Portland, OR’s Blitzen Trapper go esoteric on their latest album, 100’s of 1,000’s, Millions of Billions, their second effort with their new lineup, taking inspiration from singer-songwriter Eric Earley’s devotion to Buddhist texts and meditation. The result is musically ambitious, often pretty, but a little heavy for any new listeners looking for a starting point to finally get into the band.
The title takes its name from a repeating phrase that appears in the Mahayana sutras. “This whole project grew out of a box of old four-track tapes from the ’90s that I found recently,” Earley explains. “The tapes were full of songs I’d written and recorded back when I was 19 or 20 years old, and the sound and the spirit of those recordings got me excited to start writing music again, to go back to working the way I did when I was first starting out.”

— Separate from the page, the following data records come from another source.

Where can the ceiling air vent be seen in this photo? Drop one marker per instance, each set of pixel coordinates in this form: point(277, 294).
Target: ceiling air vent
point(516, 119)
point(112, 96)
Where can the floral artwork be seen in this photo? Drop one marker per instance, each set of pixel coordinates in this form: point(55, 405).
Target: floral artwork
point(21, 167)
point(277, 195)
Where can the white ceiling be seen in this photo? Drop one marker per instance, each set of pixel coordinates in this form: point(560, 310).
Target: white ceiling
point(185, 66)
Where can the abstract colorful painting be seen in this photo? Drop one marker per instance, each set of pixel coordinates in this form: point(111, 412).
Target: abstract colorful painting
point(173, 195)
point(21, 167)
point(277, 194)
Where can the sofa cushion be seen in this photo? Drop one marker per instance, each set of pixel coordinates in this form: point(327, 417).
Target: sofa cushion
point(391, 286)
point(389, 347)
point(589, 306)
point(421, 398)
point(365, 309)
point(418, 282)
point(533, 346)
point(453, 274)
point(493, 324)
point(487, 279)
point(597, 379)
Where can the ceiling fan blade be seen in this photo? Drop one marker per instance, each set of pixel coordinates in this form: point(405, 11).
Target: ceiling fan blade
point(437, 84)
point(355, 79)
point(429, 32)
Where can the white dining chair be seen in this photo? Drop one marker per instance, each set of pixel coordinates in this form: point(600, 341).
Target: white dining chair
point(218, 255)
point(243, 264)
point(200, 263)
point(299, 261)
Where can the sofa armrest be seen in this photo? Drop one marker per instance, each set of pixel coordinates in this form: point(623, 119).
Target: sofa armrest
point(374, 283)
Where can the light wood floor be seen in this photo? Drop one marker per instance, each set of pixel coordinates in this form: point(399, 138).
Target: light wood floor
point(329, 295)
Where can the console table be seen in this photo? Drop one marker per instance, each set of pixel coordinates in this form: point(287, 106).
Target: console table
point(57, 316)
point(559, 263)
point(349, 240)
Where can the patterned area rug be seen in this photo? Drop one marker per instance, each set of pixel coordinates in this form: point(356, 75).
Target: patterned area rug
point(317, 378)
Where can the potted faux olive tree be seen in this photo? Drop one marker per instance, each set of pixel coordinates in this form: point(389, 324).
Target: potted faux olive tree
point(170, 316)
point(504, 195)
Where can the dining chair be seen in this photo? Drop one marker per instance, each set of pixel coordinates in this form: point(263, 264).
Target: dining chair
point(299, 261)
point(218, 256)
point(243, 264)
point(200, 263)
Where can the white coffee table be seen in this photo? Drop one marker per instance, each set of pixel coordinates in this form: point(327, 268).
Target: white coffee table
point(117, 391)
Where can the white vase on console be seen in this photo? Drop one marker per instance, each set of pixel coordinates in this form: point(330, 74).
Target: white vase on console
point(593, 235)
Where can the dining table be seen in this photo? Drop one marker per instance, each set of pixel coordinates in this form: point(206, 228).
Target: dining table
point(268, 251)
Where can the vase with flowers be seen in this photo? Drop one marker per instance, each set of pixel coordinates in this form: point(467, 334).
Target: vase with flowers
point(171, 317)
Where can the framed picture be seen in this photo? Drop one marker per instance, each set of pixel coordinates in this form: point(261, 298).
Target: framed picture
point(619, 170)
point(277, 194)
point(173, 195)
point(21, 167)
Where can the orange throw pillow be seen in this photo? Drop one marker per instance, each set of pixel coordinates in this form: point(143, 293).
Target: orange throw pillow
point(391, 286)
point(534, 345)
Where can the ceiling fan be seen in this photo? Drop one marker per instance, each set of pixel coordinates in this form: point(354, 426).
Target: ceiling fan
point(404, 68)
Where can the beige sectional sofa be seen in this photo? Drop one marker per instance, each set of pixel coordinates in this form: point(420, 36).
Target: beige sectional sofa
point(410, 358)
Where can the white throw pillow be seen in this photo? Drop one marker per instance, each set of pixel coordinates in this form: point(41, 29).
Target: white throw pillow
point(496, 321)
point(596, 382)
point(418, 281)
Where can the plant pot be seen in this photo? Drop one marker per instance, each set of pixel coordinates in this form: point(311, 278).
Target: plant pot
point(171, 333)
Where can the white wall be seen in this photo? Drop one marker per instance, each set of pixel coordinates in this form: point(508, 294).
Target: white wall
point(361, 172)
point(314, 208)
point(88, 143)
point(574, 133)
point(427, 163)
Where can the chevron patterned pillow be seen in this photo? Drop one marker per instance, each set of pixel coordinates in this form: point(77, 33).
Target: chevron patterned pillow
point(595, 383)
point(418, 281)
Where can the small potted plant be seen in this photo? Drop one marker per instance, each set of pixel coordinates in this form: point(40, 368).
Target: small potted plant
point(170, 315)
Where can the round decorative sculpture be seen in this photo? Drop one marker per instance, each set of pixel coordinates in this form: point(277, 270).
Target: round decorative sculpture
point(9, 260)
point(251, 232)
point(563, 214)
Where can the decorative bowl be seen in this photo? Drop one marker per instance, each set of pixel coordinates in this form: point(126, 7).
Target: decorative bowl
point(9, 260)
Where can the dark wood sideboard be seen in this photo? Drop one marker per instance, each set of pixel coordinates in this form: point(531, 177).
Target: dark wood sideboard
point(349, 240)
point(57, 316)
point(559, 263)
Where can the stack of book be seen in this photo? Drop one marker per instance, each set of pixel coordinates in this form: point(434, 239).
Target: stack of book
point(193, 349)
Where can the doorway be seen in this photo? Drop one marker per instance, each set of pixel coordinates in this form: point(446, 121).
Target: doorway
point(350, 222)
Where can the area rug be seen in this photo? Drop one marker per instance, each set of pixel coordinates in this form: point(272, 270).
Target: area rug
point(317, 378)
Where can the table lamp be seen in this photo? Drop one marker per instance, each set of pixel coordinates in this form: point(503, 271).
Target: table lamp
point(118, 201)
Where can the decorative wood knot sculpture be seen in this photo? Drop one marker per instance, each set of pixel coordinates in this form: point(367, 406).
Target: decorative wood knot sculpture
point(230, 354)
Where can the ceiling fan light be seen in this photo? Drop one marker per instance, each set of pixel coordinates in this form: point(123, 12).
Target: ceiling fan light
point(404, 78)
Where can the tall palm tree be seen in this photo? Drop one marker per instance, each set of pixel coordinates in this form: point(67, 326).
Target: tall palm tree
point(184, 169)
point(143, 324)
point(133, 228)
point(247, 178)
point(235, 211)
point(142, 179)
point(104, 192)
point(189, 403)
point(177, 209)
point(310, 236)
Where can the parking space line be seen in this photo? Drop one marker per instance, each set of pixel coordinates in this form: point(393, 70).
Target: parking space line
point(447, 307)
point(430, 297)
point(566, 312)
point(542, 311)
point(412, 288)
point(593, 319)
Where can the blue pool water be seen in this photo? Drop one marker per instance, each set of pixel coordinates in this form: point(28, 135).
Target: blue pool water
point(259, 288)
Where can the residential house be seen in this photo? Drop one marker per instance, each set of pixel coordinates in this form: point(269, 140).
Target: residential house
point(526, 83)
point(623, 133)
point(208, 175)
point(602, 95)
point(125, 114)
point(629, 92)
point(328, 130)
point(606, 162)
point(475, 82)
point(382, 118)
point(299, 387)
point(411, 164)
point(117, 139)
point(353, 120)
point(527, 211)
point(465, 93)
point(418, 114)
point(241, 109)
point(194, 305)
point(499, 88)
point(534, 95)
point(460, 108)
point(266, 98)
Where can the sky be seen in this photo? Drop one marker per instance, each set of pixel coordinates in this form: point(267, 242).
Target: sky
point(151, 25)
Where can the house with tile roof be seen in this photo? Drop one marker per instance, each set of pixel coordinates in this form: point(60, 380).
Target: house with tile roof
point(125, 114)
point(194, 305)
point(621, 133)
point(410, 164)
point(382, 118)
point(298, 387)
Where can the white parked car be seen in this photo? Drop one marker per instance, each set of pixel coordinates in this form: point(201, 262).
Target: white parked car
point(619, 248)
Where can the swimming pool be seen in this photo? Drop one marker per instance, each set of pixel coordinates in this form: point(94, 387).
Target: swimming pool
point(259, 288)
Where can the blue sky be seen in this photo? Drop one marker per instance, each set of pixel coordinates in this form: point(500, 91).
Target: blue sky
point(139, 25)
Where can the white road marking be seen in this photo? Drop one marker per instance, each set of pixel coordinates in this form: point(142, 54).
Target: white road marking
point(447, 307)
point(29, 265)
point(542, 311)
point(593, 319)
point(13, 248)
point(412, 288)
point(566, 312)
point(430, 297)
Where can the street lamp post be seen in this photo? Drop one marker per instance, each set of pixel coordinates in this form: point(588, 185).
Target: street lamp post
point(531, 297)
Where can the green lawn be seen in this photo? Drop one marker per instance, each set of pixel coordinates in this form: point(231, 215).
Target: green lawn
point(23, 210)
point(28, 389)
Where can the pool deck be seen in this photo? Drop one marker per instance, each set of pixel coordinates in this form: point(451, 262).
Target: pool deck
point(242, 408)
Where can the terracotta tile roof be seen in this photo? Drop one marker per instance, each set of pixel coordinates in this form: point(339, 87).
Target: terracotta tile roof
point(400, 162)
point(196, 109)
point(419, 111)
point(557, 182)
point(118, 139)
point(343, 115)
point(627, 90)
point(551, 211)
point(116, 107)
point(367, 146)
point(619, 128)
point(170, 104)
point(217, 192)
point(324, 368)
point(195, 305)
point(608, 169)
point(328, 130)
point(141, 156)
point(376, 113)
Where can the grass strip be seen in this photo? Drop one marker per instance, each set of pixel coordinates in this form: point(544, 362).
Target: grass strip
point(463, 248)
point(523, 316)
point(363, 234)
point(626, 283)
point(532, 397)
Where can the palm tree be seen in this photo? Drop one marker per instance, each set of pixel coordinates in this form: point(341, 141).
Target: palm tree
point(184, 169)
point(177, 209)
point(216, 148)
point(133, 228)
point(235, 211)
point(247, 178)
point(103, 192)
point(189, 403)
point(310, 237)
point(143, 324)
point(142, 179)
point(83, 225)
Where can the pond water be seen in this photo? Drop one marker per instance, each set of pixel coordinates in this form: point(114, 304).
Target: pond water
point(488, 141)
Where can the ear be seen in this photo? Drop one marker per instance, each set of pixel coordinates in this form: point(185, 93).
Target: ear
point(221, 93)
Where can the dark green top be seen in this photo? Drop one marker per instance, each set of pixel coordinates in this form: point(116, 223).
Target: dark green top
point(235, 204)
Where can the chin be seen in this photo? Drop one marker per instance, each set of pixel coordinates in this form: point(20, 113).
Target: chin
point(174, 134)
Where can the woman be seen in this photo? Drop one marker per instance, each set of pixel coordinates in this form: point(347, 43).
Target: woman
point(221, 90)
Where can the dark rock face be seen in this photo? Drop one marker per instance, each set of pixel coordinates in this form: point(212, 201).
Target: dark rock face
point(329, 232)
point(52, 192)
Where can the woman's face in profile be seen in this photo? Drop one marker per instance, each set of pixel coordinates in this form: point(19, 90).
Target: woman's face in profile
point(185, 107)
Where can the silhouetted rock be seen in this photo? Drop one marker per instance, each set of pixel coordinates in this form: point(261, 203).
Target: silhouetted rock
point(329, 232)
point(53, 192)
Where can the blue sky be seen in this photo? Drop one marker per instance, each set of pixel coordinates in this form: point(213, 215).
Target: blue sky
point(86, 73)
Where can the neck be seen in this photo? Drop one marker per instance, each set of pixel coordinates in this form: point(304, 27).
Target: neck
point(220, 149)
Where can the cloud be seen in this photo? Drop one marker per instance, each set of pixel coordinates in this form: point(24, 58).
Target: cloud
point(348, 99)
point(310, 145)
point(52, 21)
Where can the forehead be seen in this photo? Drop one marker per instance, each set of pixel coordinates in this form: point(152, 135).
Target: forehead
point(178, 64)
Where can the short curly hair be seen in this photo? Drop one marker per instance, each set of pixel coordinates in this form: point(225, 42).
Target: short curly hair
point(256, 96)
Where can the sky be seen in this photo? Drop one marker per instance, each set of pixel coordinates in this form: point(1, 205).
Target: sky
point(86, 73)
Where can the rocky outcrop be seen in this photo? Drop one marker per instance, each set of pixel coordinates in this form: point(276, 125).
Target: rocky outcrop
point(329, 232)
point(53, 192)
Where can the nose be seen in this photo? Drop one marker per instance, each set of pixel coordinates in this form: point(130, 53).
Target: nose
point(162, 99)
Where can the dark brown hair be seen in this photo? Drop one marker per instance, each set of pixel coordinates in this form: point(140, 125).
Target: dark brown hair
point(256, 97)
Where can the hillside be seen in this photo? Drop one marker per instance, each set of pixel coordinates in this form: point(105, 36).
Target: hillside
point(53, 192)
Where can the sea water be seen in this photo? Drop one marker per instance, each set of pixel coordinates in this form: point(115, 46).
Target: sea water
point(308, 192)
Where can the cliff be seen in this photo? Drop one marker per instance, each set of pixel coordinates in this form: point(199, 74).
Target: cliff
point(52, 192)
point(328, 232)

The dreamy opening track, “Ain’t Got Time to Fight,” is a perfect prelude for what follows. The music is impressively intricate, but the lyrics are as opaque as anything Michael Stipe sang about in the 80’s and 90’s. That’s not to say it’s not good – there are some solid songs here (like the album opener, the charming “Planetarium,” and the great “Long Game”), but there are also moments where it seems like simply being peculiar and enigmatic is the ultimate goal, like on “Hesher In The Rain” and “Bear’s Head/At The Cove.” Taking the album as a whole – from start to finish – it makes for an uneven listen.
Earley managed to find those old tapes that would serve as the backbone of this album around the same time he started to learn meditation and really dig into Buddhism. The effect feels like listening to a friend talk at length about a new discovery, and as happy as you are that it is bringing them joy, you cannot wait for the topic to switch to something you both care about.